Google
 

Monday, February 25, 2008

Who invented television?


Who invented television?

So many inventors participated in the development of TV that it is impossible to give one individual credit for its invention. A few people, however, can be recognized as pioneers in this field.

Paul Nipkow proposed the first practical mechanical scanner in Germany in 1884. The scanner was a rotating disk with holes arranged in a spiral around its edge. Light passing through the holes, as the disk rotated, produced a rectangular scanning pattern or raster which could be used to either generate an electrical signal from the scene for transmitting or to produce an image from the signal at the receiver.

John Logie Baird, a Scottish engineer-inventor, successfully promoted a television system based on the Nipkrow principle. He then sold transmitters and receivers.

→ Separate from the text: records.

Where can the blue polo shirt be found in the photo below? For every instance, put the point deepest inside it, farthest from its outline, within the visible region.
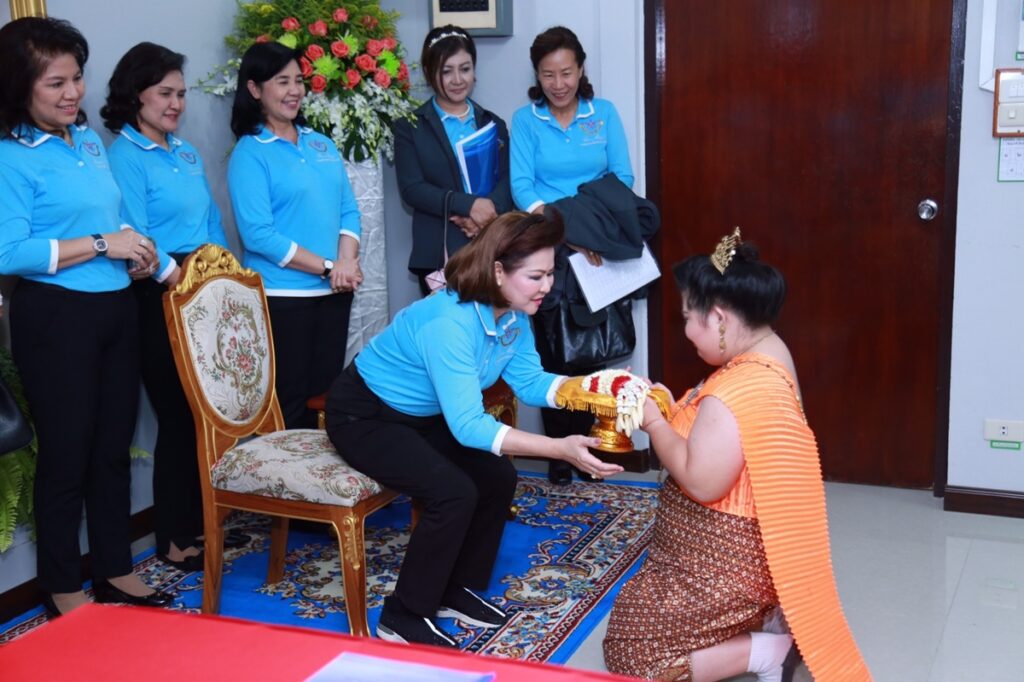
(455, 127)
(549, 163)
(165, 195)
(286, 196)
(437, 355)
(50, 190)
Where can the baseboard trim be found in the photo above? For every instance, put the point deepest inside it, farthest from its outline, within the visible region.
(982, 501)
(19, 599)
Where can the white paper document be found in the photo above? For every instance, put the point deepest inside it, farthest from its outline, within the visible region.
(605, 284)
(350, 667)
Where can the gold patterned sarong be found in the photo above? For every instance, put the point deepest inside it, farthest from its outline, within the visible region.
(783, 473)
(705, 581)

In 1927, an American, Philo Farnsworth, widely recognized as the inventor of electronic television, was the first inventor to transmit a television image comprised of 60 horizontal lines. The image transmitted was a dollar sign. Farnsworth developed the dissector tube, the basis of all current electronic televisions. He filed for his first television patent in 1927.

Vladimir Kosmas Zworykin, a Russian-born American inventor working for Westinghouse, is also credited as being the father of modern television. This was because the patent for the heart of the TV, the electron scanning tube was first applied for by Zworykin in 1923, under the name of an iconoscope. The iconoscope was an electronic image scanner-essentially a primitive television camera. However, while Zworykin applied for the patent for his iconoscope in 1923, the invention was not functional until some years later and all earlier efforts were of such poor quality that Westinghouse officials ordered him to work on something more useful! In Britain, the Electric and Musical Industries, Ltd. provided a system along with Baird’s and, these were experimentally used to broadcast television programs by BBC in November 1936.